Gestresste Mitarbeiterin mit aggressivem Chef
Vermehrter Stress und Ärger mit dem Vorgesetzten sind die häufigsten Kündigungsgründe.
Foto: © Peter Atkins/StockAdobe

55 Prozent der Bundesbürger, die planen, sich eine neue Stelle zu suchen, denken, dass die Zahl der Arbeitslosen hierzulande in diesem Jahr zunehmen wird. Lediglich zwölf Prozent gehen davon aus, dass die Zahl der Erwerbslosen sinkt. Von den Skeptikern halten dennoch zwei Drittel an ihrem Vorsatz fest, den Job zu wechseln, nur das restliche Drittel will noch einmal darüber nachdenken. Das sind Ergebnisse einer aktuellen Arbeitsmarktstudie, die Respondi im Auftrag der > Königsteiner Gruppe
durchgeführt hat. Dafür wurden bundesweit 1110 Menschen befragt, die in
den nächsten zwölf Monaten planten, den Job zu wechseln.

Ältere Arbeitnehmer sehen Arbeitsmarkt pessimistischer als jüngere

Die Betrachtung nach Altersgruppen zeigt, dass sich junge Berufstätige zwischen 18 und 29 Jahren von einer möglichen Rezession am wenigsten beunruhigen lassen: Zwar gehen von ihnen 43 Prozent von einem Anstieg der Arbeitslosenzahl aus, doch nur ein Fünftel (20 Prozent) will die Entscheidung, den Arbeitgeber zu wechseln, noch einmal auf den Prüfstand stellen. Von den 40- bis 49-Jährigen erwarten 60 Prozent eine Verschlechterung auf dem Beschäftigtenmarkt und mehr als jeder Dritte (36 Prozent) will überlegen, ob er bei seinem Entschluss bleibt.

Die große Mehrheit will vor der Kündigung erst einen Job in petto haben

Zunächst bleibt die Wechselbereitschaft allerdings theoretisch, denn die meisten Studienteilnehmer wollen ihre Entscheidung abgesichert wissen: 80 Prozent würden nur dann bei ihrem Arbeitgeber kündigen, wenn eine neue Stelle bei einem anderen Unternehmen tatsächlich greifbar ist.
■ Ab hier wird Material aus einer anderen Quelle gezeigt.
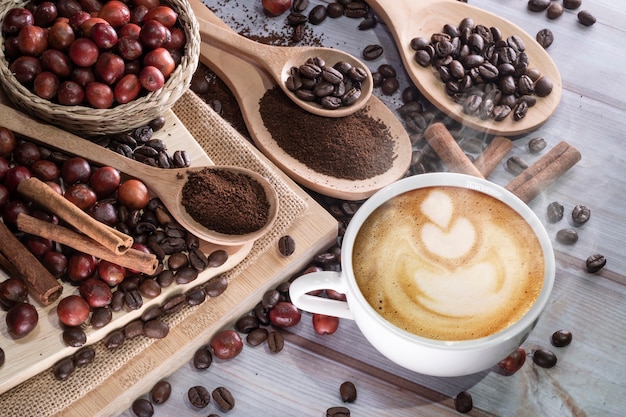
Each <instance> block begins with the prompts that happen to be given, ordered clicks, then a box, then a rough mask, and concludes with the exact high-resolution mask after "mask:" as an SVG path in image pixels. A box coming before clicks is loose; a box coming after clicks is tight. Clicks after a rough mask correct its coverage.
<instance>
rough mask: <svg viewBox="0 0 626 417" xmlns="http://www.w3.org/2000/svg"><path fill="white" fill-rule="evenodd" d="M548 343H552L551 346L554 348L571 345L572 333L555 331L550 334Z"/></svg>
mask: <svg viewBox="0 0 626 417" xmlns="http://www.w3.org/2000/svg"><path fill="white" fill-rule="evenodd" d="M550 342H552V346H555V347H564V346H567V345H569V344H570V343H572V332H570V331H569V330H557V331H556V332H554V333H552V336H551V337H550Z"/></svg>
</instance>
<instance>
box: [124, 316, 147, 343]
mask: <svg viewBox="0 0 626 417" xmlns="http://www.w3.org/2000/svg"><path fill="white" fill-rule="evenodd" d="M141 335H143V321H141V320H133V321H131V322H130V323H128V324H127V325H126V326H124V338H125V339H127V340H128V339H133V338H135V337H137V336H141Z"/></svg>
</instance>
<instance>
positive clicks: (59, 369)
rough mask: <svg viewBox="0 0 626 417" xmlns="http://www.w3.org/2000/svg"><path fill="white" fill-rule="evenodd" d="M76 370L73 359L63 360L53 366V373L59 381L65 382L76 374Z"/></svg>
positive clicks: (52, 367) (66, 359)
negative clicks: (73, 373) (74, 371)
mask: <svg viewBox="0 0 626 417" xmlns="http://www.w3.org/2000/svg"><path fill="white" fill-rule="evenodd" d="M74 369H76V365H75V364H74V360H73V359H72V358H71V357H67V358H64V359H61V360H60V361H59V362H57V363H55V364H54V365H53V366H52V373H53V374H54V377H55V378H56V379H58V380H59V381H65V380H66V379H67V378H69V377H70V375H72V374H73V373H74Z"/></svg>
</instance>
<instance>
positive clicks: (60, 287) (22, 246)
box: [0, 221, 63, 306]
mask: <svg viewBox="0 0 626 417" xmlns="http://www.w3.org/2000/svg"><path fill="white" fill-rule="evenodd" d="M0 252H2V254H3V255H4V256H5V257H6V259H7V260H8V262H9V263H10V264H11V265H12V266H13V268H14V269H15V271H16V272H17V273H18V275H19V278H21V279H22V280H24V283H25V284H26V288H28V293H29V294H30V295H31V296H32V297H33V298H35V299H36V300H37V301H39V302H40V303H41V304H43V305H46V306H47V305H50V304H52V303H53V302H54V301H56V300H57V299H58V298H59V296H60V295H61V293H62V292H63V287H62V286H61V284H59V282H58V281H57V280H56V279H55V278H54V277H53V276H52V274H51V273H50V271H48V270H47V269H46V268H45V267H44V266H43V265H42V264H41V263H40V262H39V260H38V259H37V258H36V257H35V255H33V254H32V253H31V252H30V251H29V250H28V249H27V248H26V247H25V246H24V245H23V244H22V242H20V241H19V239H18V238H17V237H15V235H14V234H13V233H12V232H11V231H10V230H9V228H8V227H7V226H6V225H5V224H4V223H3V222H1V221H0Z"/></svg>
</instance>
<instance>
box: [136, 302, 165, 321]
mask: <svg viewBox="0 0 626 417" xmlns="http://www.w3.org/2000/svg"><path fill="white" fill-rule="evenodd" d="M162 314H163V311H162V310H161V307H159V306H152V307H150V308H148V309H146V311H144V312H143V313H142V314H141V320H142V321H144V322H146V321H150V320H154V319H156V318H159V317H161V315H162Z"/></svg>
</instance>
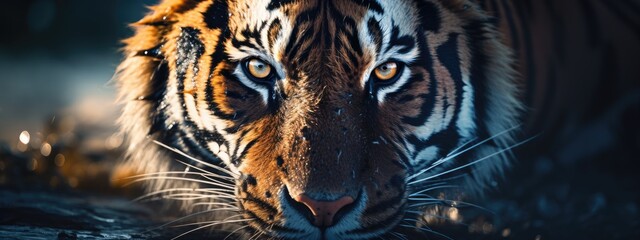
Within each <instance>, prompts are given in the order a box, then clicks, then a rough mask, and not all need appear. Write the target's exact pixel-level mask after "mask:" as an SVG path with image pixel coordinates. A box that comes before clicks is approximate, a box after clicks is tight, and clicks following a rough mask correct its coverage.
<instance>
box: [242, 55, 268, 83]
mask: <svg viewBox="0 0 640 240" xmlns="http://www.w3.org/2000/svg"><path fill="white" fill-rule="evenodd" d="M247 69H248V70H249V74H251V76H253V77H255V78H259V79H263V78H266V77H268V76H269V75H271V65H269V64H267V63H266V62H264V61H262V60H260V59H257V58H254V59H251V60H249V62H247Z"/></svg>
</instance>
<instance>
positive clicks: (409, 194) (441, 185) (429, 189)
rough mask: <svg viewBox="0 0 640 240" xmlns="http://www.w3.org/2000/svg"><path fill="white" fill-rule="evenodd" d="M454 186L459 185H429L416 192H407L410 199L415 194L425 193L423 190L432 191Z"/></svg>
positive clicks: (426, 190)
mask: <svg viewBox="0 0 640 240" xmlns="http://www.w3.org/2000/svg"><path fill="white" fill-rule="evenodd" d="M456 187H460V186H458V185H441V186H435V187H430V188H427V189H423V190H420V191H418V192H415V193H412V194H409V200H411V197H414V196H415V195H416V194H422V193H425V192H428V191H432V190H436V189H442V188H456Z"/></svg>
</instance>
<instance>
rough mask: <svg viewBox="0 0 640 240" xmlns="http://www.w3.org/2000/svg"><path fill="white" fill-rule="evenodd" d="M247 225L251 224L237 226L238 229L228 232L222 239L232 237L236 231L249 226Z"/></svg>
mask: <svg viewBox="0 0 640 240" xmlns="http://www.w3.org/2000/svg"><path fill="white" fill-rule="evenodd" d="M247 227H249V225H244V226H242V227H239V228H237V229H236V230H233V232H231V233H229V234H228V235H227V236H226V237H225V238H224V239H222V240H227V238H229V237H231V236H232V235H233V234H234V233H236V232H238V231H240V230H242V229H245V228H247Z"/></svg>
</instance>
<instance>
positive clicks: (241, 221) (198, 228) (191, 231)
mask: <svg viewBox="0 0 640 240" xmlns="http://www.w3.org/2000/svg"><path fill="white" fill-rule="evenodd" d="M251 220H253V219H243V220H237V221H233V222H246V221H251ZM225 223H230V222H218V223H211V224H207V225H204V226H201V227H197V228H194V229H192V230H189V231H187V232H184V233H182V234H180V235H178V236H176V237H174V238H172V239H171V240H176V239H178V238H181V237H183V236H185V235H187V234H189V233H192V232H195V231H198V230H200V229H203V228H208V227H213V226H216V225H220V224H225Z"/></svg>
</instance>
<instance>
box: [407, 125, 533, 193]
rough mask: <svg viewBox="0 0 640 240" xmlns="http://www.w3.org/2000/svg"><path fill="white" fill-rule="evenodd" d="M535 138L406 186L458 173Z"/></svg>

Die junge Generation ist sogar noch mehr auf Sicherheit bedacht; bei ihnen beträgt der Anteil 84 Prozent.

Motive für den Jobwechsel: vermehrter Stress auf Platz eins

Die Studie hat auch nach den Gründen gefragt, warum die Menschen einen Wechsel in Betracht ziehen. Danach ist für knapp drei Viertel (74 Prozent) erhöhter Stress der Hauptauslöser. Fast ebenso viele (73 Prozent) lässt Ärger mit dem Vorgesetzten über eine Kündigung nachdenken. An dritter Stelle der Motive stehen mit 59 Prozent zu lange Arbeitszeiten.

Ute Wolter ist freie Mitarbeiterin der Personalwirtschaft in Freiburg und verfasst regelmäßig News, Artikel und Interviews für die Webseite.